Ok.

Mochila. Sapatos. Chaves. Carteira. Garrafinha de água. Ok.13:00
Saio do quarto e fecho a porta forçando um pouco a pobre. Depois da última chuva, parece que ela estufou de um jeito que quase não fecha. Me olho no espelho e aproveito para dar uma última checagem.
Mochila. Sapatos. Chaves. Carteira. Garrafinha de água. Ok. 13:05
Vou até a cozinha e observo o ambiente. 
Torneira fechada. Geladeira fechada. Fogão desligado. Porta do quintal devidamente trancada. Ok.
Sorrio satisfeita e desligo as luzes. Passo voando pelo corredor imaginando se o ônibus passaria mais cedo ou se eu ficaria plantada naquele Sol de 28º graus. 13:08
Saio de casa e coloco a chave na fechadura. Giro. Giro. Giro. A chave não gira mais. Está trancada. Empurro a porta e simulo uma invasão. A porta não abre de jeito nenhum. Sorrio e saio andando pelo meio da rua deserta. Mas será que eu não deixei o fogão ligado mesmo? Eu não tenho certeza se fiz isso quando terminei de esquentar minha lasanha na hora do almoço.
Dou meia volta para casa e coloco a chave na fechadura. Giro. Giro. Giro. Abriu. Entro e empurro a porta atrás de mim sem trancá-la. Saio correndo pelo meio da casa e ao chegar na cozinha presencio o mesmo cenário de 5 minutos atrás plenamente deserto. 
Torneira fechada.

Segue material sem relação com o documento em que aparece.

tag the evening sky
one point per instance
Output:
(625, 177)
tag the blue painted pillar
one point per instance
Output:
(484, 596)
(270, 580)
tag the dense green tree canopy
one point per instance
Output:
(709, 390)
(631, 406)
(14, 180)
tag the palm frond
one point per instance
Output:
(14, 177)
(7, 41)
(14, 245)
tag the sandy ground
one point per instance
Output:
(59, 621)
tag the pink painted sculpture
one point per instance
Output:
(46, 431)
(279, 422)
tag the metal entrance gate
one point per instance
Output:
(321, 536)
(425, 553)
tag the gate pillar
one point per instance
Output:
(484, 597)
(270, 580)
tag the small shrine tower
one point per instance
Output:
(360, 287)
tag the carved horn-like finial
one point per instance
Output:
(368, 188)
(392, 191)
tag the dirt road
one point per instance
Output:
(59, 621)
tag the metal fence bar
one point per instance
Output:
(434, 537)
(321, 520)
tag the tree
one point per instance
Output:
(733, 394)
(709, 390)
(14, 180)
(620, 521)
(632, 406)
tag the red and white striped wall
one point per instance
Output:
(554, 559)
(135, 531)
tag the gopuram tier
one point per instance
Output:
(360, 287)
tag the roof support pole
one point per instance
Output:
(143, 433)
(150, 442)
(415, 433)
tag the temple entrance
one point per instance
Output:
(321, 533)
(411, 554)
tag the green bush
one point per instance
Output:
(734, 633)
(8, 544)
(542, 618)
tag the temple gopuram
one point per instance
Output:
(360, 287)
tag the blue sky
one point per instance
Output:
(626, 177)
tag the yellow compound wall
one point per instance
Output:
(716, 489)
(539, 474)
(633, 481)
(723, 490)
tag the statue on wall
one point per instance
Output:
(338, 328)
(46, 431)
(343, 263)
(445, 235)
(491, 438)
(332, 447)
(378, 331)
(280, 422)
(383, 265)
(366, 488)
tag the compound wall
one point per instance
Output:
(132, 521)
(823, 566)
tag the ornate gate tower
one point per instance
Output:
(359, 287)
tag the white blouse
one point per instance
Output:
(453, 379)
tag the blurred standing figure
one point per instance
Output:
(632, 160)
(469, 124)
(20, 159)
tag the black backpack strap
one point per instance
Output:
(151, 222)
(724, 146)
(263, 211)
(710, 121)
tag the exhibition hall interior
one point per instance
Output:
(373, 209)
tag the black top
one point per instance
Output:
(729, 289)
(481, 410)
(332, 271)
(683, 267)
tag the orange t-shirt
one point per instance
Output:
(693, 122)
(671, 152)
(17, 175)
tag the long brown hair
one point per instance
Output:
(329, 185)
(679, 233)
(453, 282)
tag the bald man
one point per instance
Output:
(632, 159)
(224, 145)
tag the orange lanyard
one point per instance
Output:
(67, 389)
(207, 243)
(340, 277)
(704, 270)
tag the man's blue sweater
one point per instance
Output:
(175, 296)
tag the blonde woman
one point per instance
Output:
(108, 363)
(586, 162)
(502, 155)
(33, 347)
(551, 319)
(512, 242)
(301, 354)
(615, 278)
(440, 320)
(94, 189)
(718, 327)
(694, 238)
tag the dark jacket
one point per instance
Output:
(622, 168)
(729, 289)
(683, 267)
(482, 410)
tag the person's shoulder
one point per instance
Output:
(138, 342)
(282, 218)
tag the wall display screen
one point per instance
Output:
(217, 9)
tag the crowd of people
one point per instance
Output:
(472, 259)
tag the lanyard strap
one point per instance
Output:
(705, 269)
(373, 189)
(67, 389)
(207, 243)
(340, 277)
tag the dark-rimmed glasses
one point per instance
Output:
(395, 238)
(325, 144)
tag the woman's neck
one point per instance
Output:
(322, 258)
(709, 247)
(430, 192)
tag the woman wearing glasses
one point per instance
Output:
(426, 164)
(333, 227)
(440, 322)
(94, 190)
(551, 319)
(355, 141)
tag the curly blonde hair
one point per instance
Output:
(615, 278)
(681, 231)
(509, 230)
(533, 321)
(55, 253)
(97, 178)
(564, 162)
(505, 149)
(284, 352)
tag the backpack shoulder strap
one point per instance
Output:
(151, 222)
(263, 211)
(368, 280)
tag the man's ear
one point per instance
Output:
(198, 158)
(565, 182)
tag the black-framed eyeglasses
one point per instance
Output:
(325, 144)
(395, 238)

Geladeira fechada. Fogão desligado. Porta do quintal devidamente trancada. Ok.
Desliguei as luzes e enquanto passei pelo espelho prendi a respiração. Não preciso checar novamente. NÃO ESTOU ESQUECENDO NADA!

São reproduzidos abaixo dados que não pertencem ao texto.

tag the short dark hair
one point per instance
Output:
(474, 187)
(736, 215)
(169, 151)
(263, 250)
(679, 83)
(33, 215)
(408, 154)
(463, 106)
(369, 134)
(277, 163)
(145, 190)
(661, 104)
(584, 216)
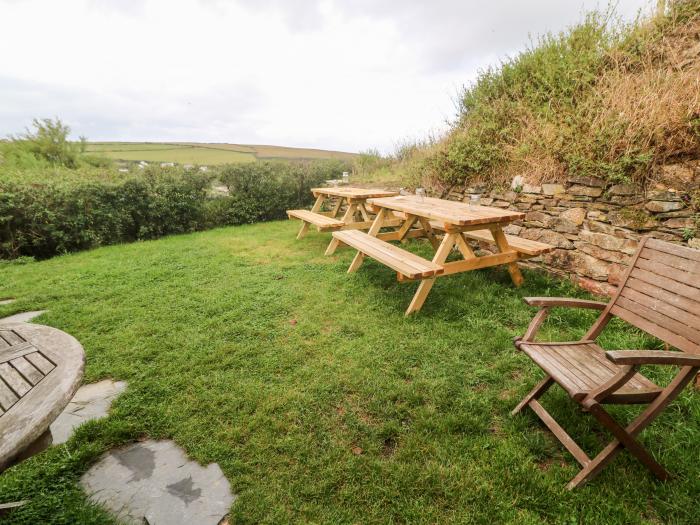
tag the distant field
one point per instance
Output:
(203, 153)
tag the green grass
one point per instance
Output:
(320, 401)
(209, 154)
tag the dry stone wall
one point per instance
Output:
(596, 225)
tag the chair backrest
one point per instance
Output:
(660, 294)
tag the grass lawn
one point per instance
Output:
(320, 401)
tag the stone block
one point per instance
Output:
(575, 215)
(562, 225)
(594, 182)
(548, 237)
(680, 223)
(623, 189)
(632, 218)
(612, 256)
(609, 242)
(553, 189)
(664, 206)
(585, 191)
(529, 188)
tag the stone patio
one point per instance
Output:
(154, 482)
(90, 402)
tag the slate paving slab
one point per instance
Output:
(154, 482)
(24, 317)
(90, 402)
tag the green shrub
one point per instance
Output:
(263, 191)
(48, 213)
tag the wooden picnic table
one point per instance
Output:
(428, 217)
(40, 370)
(355, 217)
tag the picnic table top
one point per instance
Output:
(354, 193)
(450, 212)
(40, 370)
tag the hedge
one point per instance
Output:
(59, 211)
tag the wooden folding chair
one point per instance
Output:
(660, 294)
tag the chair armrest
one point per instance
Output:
(564, 302)
(653, 357)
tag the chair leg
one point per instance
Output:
(670, 393)
(302, 231)
(535, 393)
(624, 437)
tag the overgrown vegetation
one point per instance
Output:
(603, 99)
(56, 199)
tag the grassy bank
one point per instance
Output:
(319, 400)
(604, 99)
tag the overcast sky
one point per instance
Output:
(333, 74)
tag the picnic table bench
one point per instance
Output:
(457, 222)
(355, 217)
(40, 370)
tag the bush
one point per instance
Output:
(263, 191)
(45, 212)
(48, 213)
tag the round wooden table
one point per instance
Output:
(40, 370)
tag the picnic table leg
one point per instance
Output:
(426, 284)
(305, 225)
(347, 217)
(403, 229)
(503, 246)
(337, 206)
(373, 231)
(363, 211)
(429, 232)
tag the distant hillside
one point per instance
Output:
(605, 99)
(207, 153)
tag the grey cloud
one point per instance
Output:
(228, 112)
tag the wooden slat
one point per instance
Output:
(581, 368)
(14, 379)
(13, 352)
(666, 283)
(28, 371)
(674, 261)
(400, 260)
(656, 317)
(666, 308)
(525, 246)
(40, 362)
(352, 192)
(687, 278)
(7, 396)
(657, 331)
(677, 300)
(450, 212)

Ergo a cabeça e saio de casa. Coloco a chave na fechadura. Giro. Giro. Giro. Trancou. Certeza? Giro a maçaneta sem a chave na fechadura e a porta não abre. 
Guardo a chave na mochila e puxo o celular do bolso da calça 13:14. MERDA!

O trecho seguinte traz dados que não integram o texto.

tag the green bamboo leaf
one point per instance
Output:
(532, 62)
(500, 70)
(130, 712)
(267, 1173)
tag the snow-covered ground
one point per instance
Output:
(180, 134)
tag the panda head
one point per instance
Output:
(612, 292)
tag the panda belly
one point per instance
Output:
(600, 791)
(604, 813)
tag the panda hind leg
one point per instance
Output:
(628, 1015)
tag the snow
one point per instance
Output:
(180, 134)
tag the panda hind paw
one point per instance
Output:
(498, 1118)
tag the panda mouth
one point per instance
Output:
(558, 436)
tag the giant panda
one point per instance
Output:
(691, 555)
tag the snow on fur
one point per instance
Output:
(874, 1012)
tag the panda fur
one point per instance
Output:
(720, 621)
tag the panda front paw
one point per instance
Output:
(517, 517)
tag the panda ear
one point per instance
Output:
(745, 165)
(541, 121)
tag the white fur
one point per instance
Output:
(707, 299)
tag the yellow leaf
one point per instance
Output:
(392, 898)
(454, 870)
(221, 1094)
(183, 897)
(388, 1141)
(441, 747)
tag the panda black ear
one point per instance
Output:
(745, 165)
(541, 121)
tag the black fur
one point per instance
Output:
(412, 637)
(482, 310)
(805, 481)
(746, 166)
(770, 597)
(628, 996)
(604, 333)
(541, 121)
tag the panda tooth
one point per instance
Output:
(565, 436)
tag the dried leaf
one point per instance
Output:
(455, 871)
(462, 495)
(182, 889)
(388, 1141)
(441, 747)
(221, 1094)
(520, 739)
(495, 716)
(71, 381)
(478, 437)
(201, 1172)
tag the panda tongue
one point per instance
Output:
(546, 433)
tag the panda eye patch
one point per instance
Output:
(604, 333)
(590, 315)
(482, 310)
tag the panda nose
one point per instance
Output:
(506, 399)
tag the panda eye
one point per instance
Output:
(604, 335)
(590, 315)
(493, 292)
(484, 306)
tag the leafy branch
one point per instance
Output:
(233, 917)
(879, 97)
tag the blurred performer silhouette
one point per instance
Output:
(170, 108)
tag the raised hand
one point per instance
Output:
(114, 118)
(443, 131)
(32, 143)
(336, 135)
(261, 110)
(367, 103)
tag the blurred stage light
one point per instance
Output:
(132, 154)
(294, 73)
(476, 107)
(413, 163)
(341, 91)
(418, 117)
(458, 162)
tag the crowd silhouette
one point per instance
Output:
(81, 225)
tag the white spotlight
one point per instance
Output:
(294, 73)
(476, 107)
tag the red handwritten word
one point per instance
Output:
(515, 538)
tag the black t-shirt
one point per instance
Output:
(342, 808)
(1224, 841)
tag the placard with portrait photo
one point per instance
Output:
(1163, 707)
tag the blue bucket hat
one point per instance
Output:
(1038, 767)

Seguro minha mochila e corro sem prestar atenção nos carros. Viro três esquinas correndo e ignorando olhares. Quando chego na Avenida, vejo o ônibus azul passar do outro lado. Não. Pode. Ser. Passei as mãos no rosto e respirei fundo. Tudo bem, pego o próximo. Sem problemas!
Espero o sinal fechar e atravesso na frente de uma linda Range Rover preta, meu sonho de consumo. Claro que sei que pra isso preciso ser rica. E pra ser rica preciso ter um bom emprego. E pra ter um bom emprego preciso ir bem na faculdade. E pra ir bem na faculdade preciso... preciso...! Eu preciso ir pra faculdade! Caso não, não consigo um emprego, nem dinheiro, nem uma Range Rover. Sentei no banquinho da parada de ônibus já arrasada. Eu não conseguiria um emprego! 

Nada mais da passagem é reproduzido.